An algebra problem by Viki Zeta

Algebra Level pending

Let $A$ denote the set of an arithmetic progression (AP) $a_1, a_2, a_3, \ldots, a_{100}$ such that $a_n = 5 + (n-1)3$ and $B$ denote the set of an AP $b_1, b_2, b_3, \ldots, b_{100}$ such that $b_n = 3 + (n-1)4$ . Such that $n \ge 1$

Find how many common terms are there in both the sets $A$ and $B$ .

Clarifications:

'Common Terms' not necessarily mean that $a_n = b_n$ . It means for some value of items in $A$ and $B$ they are equal.

Hint :

Above clarification other words can be generalized as $a_n = b_m, ~ (a, b) \in \mathbb Z$ .

The answer is 25.

1 solution

Viki Zeta
Nov 2, 2016

$a_n = b_m \\ a + (n-1)d_1 = b + (m-1)d_2 \\ 5 + (n-1)3 = 3 + (m-1)4 \\ 2 + 3n - 3 = 4m - 4 \\ 3n - 1 = 4m - 4\\ 3n +3 = 4m\\ 3(n+1) = 4m\\ n = \dfrac{4m - 3}{3} = \dfrac{4m}{3} - 1 ~~ m = \dfrac{3n+3}{4} \\ \implies n < 101 \\ \implies \dfrac{4m}{3} - 1 < 101 \\ \implies \dfrac{4m}{3} < 102 \\ \implies 4m < 306 \\ \implies m < 76.5 \\ \implies m \le 76 \\ \text{also; } ~~ n \le 100\\ \boxed{\therefore \text{Equal no of terms = } n - m + 1 = 100 - 76 + 1= 25}$

The answer is 25. You're welcome to verify it yourself:

$(a_n)$ : (5, 8, 11 , 14, 17, 20, 23 , 26, 29, 32, 35 , 38, 41, 44, 47 , 50, 53, 56, 59 , 62, 65, 68, 71 , 74, 77, 80, 83 , 86, 89, 92, 95 , 98, 101, 104, 107 , 110, 113, 116, 119 , 122, 125, 128, 131 , 134, 137, 140, 143 , 146, 149, 152, 155 , 158, 161, 164, 167 , 170, 173, 176, 179 , 182, 185, 188, 191 , 194, 197, 200, 203 , 206, 209, 212, 215 , 218, 221, 224, 227 , 230, 233, 236, 239 , 242, 245, 248, 251 , 254, 257, 260, 263 , 266, 269, 272, 275 , 278, 281, 284, 287 , 290, 293, 296, 299 , 302)

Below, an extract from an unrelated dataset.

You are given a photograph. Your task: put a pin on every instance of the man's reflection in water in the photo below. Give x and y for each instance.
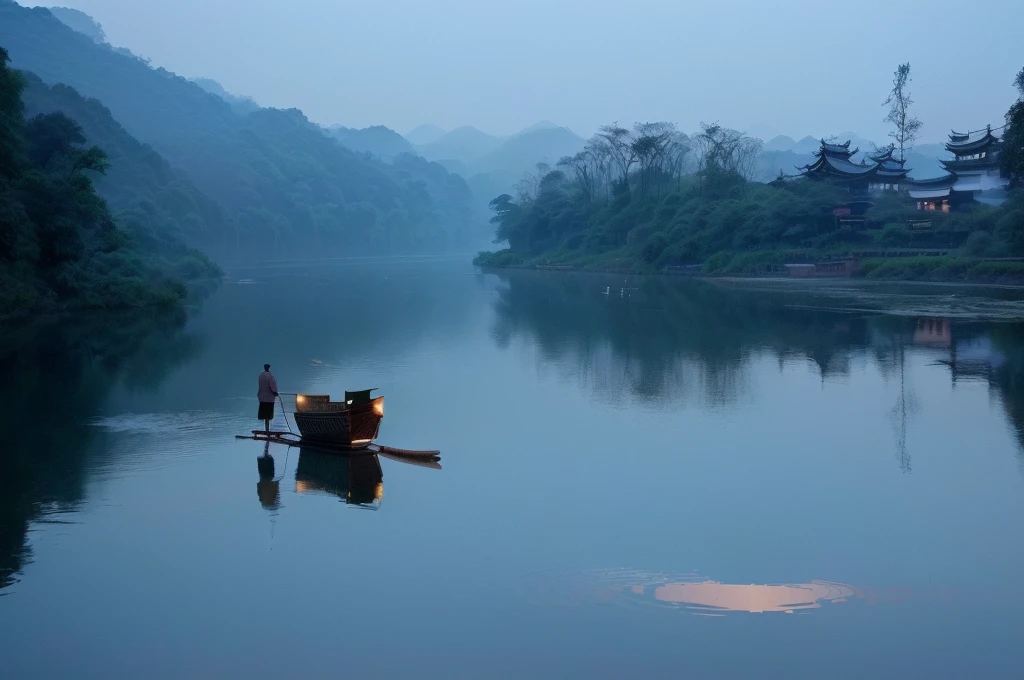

$(b_n)$ : (3, 7, 11 , 15, 19, 23 , 27, 31, 35 , 39, 43, 47 , 51, 55, 59 , 63, 67, 71 , 75, 79, 83 , 87, 91, 95 , 99, 103, 107 , 111, 115, 119 , 123, 127, 131 , 135, 139, 143 , 147, 151, 155 , 159, 163, 167 , 171, 175, 179 , 183, 187, 191 , 195, 199, 203 , 207, 211, 215 , 219, 223, 227 , 231, 235, 239 , 243, 247, 251 , 255, 259, 263 , 267, 271, 275 , 279, 283, 287 , 291, 295, 299 , 303, 307, 311, 315, 319, 323, 327, 331, 335, 339, 343, 347, 351, 355, 359, 363, 367, 371, 375, 379, 383, 387, 391, 395, 399)

Ivan Koswara - 4 years, 7 months ago

Uh! Sorry. IDK but that reference said it was 24. And I made a mistake in my soln too. It's $n-m+1$ terms. I'll edit the question.